Saturday, January 10, 2015

New Year 2015 has hardly begun

Yet (following on from this post's title) our neighbours in France are grieving over some of the most violent atrocities committed there for  years. Gruesome murders  being so close to home, bring to mind especially today to  those  in and about France, how vulnerable all human beings are and how susceptible we can be to the unhinged characters of  a tiny few of our fellow human beings.

Such murders locally  can but not always, make  more  headlines than equally vile murders committed further afield. For example  at about the same time hideous atrocities and killings apparently with not too dissimilar deranged motivation took place in Africa- as reported in the Guardian today:

Hundreds of bodies – too many to count – remain strewn in the bush in Nigeria from an Islamic extremist attack that Amnesty International described as the “deadliest massacre” in the history of Boko Haram...“The human carnage perpetrated by Boko Haram terrorists in Baga was enormous,” Muhammad Abba Gava, a spokesman for poorly armed civilians in a defence group that fights Boko Haram, told the Associated Press. He said the civilian fighters gave up on trying to count all the bodies. “No one could attend to the corpses and even the seriously injured ones who may have died by now,” Gava said. An Amnesty International statement said there are reports the town was razed and as many as 2,000 people killed. If true, “this marks a disturbing and bloody escalation of Boko Haram’s ongoing onslaught,” said Daniel Eyre, Nigeria researcher for Amnesty International."

But the African continent Nigerian tragedy was reported on page 25 of the Guardian with the European French atrocities covering much of page one and pages immediately following - that in my opinion is natural as one is often more alert to events taking place in areas one  lives in  or frequently visits than places elsewhere in the world which one may never see first hand. 

The 9/11 hideousness in the USA  was  an exception  to this local headlines point as the hijacking of planes and the destruction of the New York  skyscrapers in which the hideous deaths occurred were dramatically broadcast on TV as they happened whereas most of man's inhumanity to man takes place where no TV cameras are present to witness events eg  Boko Haram's  horrific murders this week in the Nigerian bush.

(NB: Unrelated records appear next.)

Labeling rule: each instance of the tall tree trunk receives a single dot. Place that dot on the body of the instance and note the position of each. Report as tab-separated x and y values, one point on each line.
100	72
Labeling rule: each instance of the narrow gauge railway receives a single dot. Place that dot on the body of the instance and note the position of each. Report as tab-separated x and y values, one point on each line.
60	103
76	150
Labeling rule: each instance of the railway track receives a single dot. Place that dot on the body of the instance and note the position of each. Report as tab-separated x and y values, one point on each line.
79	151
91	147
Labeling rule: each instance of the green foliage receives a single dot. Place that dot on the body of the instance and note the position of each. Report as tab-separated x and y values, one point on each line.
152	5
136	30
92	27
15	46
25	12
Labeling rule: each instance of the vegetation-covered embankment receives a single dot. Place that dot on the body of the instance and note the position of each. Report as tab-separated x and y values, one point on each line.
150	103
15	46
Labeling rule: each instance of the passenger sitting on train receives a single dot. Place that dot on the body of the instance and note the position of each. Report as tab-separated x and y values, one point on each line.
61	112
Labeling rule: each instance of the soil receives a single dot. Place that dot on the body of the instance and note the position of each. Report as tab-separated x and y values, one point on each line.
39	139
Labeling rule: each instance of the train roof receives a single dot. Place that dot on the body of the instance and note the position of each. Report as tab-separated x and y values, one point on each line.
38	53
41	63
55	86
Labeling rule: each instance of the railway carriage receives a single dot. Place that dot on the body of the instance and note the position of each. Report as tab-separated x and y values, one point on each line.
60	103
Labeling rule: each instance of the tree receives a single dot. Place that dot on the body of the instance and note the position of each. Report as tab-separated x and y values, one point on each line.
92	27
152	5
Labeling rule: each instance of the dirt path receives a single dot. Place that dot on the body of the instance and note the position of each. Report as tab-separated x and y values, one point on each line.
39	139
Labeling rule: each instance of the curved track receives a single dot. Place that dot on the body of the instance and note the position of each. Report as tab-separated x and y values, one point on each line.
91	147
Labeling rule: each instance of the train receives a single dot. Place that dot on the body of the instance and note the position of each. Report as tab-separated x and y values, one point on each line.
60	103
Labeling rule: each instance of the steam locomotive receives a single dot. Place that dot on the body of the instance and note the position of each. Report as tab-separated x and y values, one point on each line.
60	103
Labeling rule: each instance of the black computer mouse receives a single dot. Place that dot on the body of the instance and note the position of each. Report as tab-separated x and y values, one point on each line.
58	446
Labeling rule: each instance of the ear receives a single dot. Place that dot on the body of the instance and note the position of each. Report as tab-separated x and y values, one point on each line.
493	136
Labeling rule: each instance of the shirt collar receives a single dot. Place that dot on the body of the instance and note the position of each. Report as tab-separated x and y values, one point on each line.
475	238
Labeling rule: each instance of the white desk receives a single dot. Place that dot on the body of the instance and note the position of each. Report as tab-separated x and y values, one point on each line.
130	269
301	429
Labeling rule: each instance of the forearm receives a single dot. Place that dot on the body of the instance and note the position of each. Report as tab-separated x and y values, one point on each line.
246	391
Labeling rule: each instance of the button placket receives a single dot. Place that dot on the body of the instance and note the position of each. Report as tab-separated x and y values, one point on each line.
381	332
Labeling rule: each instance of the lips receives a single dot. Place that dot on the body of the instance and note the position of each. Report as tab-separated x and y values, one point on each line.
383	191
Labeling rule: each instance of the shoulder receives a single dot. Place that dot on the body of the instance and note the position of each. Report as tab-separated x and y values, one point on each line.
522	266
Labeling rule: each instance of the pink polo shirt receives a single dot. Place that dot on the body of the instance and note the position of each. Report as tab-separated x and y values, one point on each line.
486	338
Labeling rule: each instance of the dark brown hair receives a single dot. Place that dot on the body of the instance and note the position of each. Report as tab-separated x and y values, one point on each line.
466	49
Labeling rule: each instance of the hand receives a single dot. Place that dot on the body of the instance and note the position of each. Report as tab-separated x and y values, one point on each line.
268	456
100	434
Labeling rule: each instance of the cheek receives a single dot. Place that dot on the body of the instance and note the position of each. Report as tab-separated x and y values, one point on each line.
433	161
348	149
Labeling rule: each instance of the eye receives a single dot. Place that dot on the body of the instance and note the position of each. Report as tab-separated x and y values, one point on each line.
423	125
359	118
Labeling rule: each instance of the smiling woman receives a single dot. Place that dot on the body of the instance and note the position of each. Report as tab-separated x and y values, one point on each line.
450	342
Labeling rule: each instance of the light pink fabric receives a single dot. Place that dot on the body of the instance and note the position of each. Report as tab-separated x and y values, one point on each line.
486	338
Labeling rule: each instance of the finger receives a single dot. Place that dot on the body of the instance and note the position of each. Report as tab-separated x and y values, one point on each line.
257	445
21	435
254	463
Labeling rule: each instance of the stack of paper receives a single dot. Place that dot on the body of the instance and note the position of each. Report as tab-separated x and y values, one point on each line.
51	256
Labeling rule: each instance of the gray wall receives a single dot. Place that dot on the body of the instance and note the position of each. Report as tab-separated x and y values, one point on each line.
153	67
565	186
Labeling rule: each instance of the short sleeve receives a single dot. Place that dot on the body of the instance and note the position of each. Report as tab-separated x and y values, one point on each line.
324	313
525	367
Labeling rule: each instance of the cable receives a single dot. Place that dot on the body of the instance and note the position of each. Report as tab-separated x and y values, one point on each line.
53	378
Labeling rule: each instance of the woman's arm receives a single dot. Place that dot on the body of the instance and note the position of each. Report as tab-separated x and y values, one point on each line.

Yet 2015 has many potential  positives which may yet make the headlines such as the climate change talks likely to take place during December 2015  in Paris.


Closer to home yet still also with an  international aspect, Father Sam  one of the 3 new priests of the Sacred Heart Parish Wimbledon who at age 30 has only been ordained for a year, was along with 29 other catholic priests of his age or younger from around the world invited to lunch with Pope Francis in Rome this week. 


 The shaking up of the Vatican curia/civil service by Pope Francis and his wish to devolve more authority to local dioceses around the world also promise interesting developments for the year ahead. 


Likewise in the UK the  general election fixed to take place in May 2015 will be of considerable interest with another  coalition or 'hung parliament', unusually for this country again being a distinct possibility.


Hopefully too the annual HCPT pilgrimage to Lourdes over Easter Week will take place with some 5000 children and adults  again participating in that unusual and happy time in France.